This impulse might cause you to pose two questions, so let me jump on those up front.
1. How did I know they were gay? Because they spent a large chunk of their conversation discussing a mutual third party and how odd it was that while he looked really good in the buff and was great in the sack, for some reason neither could quite get their arms around (sorry), he didn't look so hot in his clothes. Should they stage a "What Not To Wear" style intervention? This, methinks, was a fairly crisp indication on which side of the teeter-tooter they bounce.
2. Why did I want to slap the one (let's call him "Frank")? Good question, since Frank seemed like a nice enough fellow, had civil coffee house table manners, wasn't screaming into his cell phone, etc. And let me state up front that I had zero issue with Frank's sexual orientation. Aside from the fact that it's none of my concern, even if I did have issues, a) I would have had no business sitting in a coffee shop in this particular section of town, and b) I would have wanted to give them both a good cuff upside the head.

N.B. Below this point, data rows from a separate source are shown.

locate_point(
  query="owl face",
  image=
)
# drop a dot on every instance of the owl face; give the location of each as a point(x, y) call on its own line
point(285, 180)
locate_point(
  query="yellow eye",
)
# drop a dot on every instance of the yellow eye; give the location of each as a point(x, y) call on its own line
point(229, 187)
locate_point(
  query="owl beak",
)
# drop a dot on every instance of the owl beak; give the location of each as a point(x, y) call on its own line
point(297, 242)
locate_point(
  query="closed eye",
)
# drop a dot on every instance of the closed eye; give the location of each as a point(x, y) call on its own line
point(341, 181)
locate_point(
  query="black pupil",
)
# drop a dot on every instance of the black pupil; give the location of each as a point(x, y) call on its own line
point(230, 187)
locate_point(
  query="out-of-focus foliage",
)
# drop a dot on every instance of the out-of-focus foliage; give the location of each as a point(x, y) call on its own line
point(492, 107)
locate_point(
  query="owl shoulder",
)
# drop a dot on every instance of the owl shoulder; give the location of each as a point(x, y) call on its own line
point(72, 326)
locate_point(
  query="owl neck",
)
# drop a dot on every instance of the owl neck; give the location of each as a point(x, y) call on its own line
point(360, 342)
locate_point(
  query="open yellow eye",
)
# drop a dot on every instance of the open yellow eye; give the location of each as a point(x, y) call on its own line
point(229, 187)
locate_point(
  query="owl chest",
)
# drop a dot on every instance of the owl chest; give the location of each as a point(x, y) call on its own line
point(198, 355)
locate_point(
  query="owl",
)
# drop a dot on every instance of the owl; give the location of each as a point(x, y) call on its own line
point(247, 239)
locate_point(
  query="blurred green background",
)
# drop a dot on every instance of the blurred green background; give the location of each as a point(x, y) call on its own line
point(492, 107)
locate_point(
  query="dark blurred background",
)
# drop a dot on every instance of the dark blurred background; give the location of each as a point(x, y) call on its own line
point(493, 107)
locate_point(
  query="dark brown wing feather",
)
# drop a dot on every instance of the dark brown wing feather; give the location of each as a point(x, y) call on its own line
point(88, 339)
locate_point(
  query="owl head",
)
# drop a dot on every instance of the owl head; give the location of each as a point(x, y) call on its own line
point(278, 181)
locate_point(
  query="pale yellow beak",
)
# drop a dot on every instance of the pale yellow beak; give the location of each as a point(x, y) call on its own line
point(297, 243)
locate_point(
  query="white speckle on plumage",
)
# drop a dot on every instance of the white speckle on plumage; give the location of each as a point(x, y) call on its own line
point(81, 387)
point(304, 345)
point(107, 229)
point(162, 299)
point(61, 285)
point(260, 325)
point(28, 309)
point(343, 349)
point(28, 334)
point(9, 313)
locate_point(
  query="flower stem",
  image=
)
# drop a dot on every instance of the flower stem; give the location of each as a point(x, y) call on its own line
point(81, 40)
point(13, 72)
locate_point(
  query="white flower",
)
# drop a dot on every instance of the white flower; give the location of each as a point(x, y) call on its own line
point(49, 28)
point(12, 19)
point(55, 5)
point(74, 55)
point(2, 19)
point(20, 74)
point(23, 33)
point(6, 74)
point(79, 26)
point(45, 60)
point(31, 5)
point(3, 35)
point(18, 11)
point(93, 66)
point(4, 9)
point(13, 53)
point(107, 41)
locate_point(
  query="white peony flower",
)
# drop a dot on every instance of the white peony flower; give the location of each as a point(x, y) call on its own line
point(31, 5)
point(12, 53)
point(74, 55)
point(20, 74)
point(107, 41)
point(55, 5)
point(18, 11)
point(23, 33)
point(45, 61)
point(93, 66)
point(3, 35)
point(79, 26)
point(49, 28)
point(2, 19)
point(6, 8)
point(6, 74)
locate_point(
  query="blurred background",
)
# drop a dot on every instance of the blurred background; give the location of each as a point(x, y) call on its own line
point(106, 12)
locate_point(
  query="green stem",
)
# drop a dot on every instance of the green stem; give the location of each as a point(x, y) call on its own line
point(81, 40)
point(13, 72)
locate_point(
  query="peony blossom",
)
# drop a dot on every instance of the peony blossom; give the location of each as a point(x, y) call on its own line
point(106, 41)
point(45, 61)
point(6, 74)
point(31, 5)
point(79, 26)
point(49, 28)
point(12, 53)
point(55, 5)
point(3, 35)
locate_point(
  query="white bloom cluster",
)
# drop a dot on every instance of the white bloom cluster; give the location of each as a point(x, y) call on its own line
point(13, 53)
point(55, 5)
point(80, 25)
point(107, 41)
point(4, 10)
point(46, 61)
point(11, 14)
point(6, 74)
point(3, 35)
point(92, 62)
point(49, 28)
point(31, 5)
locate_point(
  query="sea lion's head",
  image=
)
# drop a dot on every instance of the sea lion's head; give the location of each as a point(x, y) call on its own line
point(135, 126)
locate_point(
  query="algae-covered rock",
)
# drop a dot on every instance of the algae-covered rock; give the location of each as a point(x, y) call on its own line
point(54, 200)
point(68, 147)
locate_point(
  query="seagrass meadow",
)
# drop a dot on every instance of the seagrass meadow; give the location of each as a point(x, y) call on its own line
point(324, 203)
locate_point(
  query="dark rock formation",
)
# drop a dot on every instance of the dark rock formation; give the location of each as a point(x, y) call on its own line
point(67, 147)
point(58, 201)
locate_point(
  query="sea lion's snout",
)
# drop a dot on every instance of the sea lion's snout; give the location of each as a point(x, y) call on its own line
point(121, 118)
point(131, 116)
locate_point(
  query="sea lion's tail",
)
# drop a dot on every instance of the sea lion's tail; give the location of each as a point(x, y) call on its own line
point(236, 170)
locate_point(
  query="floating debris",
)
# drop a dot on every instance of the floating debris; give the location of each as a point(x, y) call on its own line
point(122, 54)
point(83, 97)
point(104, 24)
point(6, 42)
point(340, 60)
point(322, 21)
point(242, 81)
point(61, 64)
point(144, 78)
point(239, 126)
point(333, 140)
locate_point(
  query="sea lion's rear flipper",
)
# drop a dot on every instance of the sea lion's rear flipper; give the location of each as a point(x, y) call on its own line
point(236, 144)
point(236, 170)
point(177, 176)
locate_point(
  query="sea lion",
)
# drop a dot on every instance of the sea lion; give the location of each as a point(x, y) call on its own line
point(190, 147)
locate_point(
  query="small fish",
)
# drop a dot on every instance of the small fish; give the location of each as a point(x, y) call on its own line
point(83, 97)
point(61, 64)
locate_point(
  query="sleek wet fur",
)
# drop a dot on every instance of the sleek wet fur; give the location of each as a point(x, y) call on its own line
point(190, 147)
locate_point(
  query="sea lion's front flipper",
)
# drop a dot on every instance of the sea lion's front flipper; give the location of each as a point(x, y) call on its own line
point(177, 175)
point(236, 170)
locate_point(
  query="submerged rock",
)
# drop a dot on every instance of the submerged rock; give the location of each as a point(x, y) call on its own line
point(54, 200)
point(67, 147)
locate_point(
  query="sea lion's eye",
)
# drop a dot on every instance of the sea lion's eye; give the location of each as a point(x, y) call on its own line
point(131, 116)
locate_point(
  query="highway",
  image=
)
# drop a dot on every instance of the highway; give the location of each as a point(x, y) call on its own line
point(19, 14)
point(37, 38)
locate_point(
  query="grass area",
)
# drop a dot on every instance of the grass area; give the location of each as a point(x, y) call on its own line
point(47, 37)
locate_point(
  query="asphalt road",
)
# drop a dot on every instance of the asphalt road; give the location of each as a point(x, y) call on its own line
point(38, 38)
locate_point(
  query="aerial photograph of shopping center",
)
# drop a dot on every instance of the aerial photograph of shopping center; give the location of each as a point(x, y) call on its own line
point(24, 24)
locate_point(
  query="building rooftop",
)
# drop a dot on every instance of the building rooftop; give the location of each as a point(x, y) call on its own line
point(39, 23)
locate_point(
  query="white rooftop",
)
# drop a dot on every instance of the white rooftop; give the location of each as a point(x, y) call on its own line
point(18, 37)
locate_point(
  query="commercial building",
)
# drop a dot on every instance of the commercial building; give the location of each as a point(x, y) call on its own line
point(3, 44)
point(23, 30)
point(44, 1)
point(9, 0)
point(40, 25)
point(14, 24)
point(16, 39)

No, the source of my irritation was Frank's outrageous "gay" lisp. Call me an uninformed boor, but I just don't believe that people are born with that kind of speech impediment. It's a "nurtured" as opposed to "natured" feature, it's dumb, and it just grinds my gears big time. So, when one is forced* to overhear two men dishing a third on the cut of his clothed jib and one of them insists on delivering the word "slacks" with way over-the-top hissy silibants, well, who can blame a girl for an itchy palm?
And just in case you are ready to draw and quarter me for being a homophobic poop-head, I feel exactly the same way about Orange County bobble-heads who use such thick coats of lip gloss that they daren't allow their top lips to contact their bottom lips while speaking. This leads to an affected open-mouth "I'm so bored with this whole conversation that I can barely keep my lips moving" delivery, which is almost always exacerbated by delivering every thought in the form of an oddly-gravelly toned question, as though life were just one continuous round of Jeopardy. "So, I was at the counter of Tiffany's? when my chihuahua Pinky? did a doo-doo in my new Kate Spade handbag? And, like, it was so gross? omigahwd...."
In this same category fall teen-age boys who insist on grunting for three or four years before they remember to use their words, seven-year old girls who baby talk only to their Daddies, and politicians who respond to every question with a "Oh, you can't throw me off with that one" kind of inside-track chuckle. I just want to slap 'em and slap 'em good.
Frank was just in the wrong place at the wrong time, that's all.
*Yeah, I could have moved, but then what would I have blogged about today?